Reputation: 1
I have a CSV file which contains double quote inside the data.
EI_SS EI_HDR,"Test FileReport, for" Testing" EI_DT,tx,tx,tx,tx,tx,tx,tx,tx,tx,tx,tx,tx,tx,tx,tx,dt8,tx EI_COL,"Carrier, Name","Carrier ID","Account Name","Account ID","Group Name","Group ID","Action Code","File ID","Contract","PBP ID","Response Status","Claim Number","Claim Seq","HICN","Cardholder ID","Date of Service","NDC" "Test Carrier" ,"MPDH5427" ,"1234" ,"CSNP" ,"TestD" Test" ,"FH14077" ,"" ,"PD14079042" ,"H5427" ,"077" ,"REJ" ,"133658279751004" ,"999" ,"304443938A" ,"P0002067501" ,01/01/2014,"50742010110" ,"C" "Test, Carrier1" ,"BCRIMA" ,"Carrier" ,"14" ,"123333" ,"00000MCA0014001" ,"" ,"PD14024142" ,"H4152" ,"013" ,"REJ" ,"133658317280023" ,"999" ,"035225520A" ,"ZBM200416667" ,01/01/2014,"00378350505"
The Updated Actual CSV
Now I want to remove the inner quotes from these data but need to keep outer double quotes for each data.
For processing file, I have used "\"[a-zA-Z0-9 ]+[,][ a-zA-Z0-9]+\""
pattern to split the file.
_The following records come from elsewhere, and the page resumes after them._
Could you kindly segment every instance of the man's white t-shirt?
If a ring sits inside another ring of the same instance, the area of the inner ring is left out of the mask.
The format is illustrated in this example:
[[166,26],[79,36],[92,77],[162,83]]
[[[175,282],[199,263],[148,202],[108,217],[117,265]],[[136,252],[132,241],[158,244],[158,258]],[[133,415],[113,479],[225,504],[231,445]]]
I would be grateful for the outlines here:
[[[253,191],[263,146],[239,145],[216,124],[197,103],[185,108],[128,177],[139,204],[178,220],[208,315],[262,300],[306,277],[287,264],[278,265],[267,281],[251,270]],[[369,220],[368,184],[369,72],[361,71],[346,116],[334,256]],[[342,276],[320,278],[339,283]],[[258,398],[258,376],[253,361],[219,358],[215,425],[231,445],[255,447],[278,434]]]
But if there is any inner quote in any row then the code breaks.
I need to convert this into XLSX by keeping comma's and replacing inner quotes (if not possible then removing those inner quotes.
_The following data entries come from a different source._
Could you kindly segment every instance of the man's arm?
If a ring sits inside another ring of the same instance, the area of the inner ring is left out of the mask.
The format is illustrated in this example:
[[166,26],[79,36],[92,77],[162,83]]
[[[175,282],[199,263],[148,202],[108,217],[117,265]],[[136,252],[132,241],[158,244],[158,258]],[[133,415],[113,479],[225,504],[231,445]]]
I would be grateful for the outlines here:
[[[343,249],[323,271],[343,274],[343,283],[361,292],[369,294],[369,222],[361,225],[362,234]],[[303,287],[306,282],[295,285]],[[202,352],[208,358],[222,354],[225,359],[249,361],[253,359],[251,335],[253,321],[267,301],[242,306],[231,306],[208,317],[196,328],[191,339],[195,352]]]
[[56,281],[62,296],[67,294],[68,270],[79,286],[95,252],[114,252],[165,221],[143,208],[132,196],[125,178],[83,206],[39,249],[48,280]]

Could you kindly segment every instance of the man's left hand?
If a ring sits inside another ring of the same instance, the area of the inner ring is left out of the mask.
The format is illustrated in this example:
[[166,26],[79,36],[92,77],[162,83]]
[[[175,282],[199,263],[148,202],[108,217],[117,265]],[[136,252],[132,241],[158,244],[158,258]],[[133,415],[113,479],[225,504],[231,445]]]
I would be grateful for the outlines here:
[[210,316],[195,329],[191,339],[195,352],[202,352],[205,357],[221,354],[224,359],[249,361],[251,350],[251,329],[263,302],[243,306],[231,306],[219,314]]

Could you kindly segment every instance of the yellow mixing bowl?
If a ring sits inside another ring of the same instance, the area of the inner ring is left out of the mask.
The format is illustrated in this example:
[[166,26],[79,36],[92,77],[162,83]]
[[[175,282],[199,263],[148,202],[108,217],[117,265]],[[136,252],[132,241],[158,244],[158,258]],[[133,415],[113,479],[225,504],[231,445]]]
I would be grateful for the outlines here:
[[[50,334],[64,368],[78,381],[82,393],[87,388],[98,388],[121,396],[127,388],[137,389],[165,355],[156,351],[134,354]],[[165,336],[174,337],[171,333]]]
Please help me to solve this issue.
Upvotes: 0
Views: 473
Reputation: 93
If your data is having just one double quote: ,"abc "def", - Following should help:
test.txt "abc","def"gh","ijk" "lmn","o"pq","rst"
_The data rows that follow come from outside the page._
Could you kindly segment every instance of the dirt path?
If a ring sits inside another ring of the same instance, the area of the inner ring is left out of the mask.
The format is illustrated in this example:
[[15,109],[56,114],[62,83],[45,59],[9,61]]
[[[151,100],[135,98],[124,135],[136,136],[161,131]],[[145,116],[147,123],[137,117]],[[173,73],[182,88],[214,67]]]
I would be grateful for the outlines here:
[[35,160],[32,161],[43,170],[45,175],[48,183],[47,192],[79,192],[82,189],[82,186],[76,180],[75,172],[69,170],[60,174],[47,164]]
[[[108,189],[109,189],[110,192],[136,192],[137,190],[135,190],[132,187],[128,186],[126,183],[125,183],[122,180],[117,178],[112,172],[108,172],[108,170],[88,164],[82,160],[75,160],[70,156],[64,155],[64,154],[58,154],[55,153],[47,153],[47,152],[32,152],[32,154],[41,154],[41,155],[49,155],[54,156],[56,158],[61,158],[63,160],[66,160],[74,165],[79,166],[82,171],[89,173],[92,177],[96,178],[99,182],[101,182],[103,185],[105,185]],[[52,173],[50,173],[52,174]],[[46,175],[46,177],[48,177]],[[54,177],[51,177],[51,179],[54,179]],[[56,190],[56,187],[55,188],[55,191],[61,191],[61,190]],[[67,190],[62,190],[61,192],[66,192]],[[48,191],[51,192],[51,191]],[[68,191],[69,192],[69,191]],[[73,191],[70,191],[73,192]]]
sed -i 's/([^,])\"([^,])/\1\"\"\2/g' test.txt
Command above looks for a set of 3 characters which matches a pattern - ?"? where ? is anything but a comma. Implies - search for 3 characters which is not like ,", and replace " with ""
Command split: ([^,]) - character that is not a comma - () are for remembering this character \" - Double quote \1 - First character which is remembered \2 - Second character which is remembered.
Note: This does not work if you have two double quotes in the encapsulated. The above command does not escape " in ,"a"b"cc",
Hope this helps a bit.
Upvotes: 0
Reputation: 2771
first of all why don't you use the proper char of regex ?
actually there is a char : \w
which means [a-zA-Z_0-9]
instead of your [a-zA-Z0-9]
(quite the same just adding _ but much more readable I think ^^)
For your pattern, as other said, the best way is to correct the way you generate the csv at first ;)
Upvotes: 0
Reputation: 8068
I think it is not possible, because the way you demarcate two values is ambiguous. For example, how to split the following value?
""I am", "a single", ", value""
Is it meant to be:
I am
a single
, value
or
I am
a single, , value
or even
I am, a single, , value
?
Upvotes: 2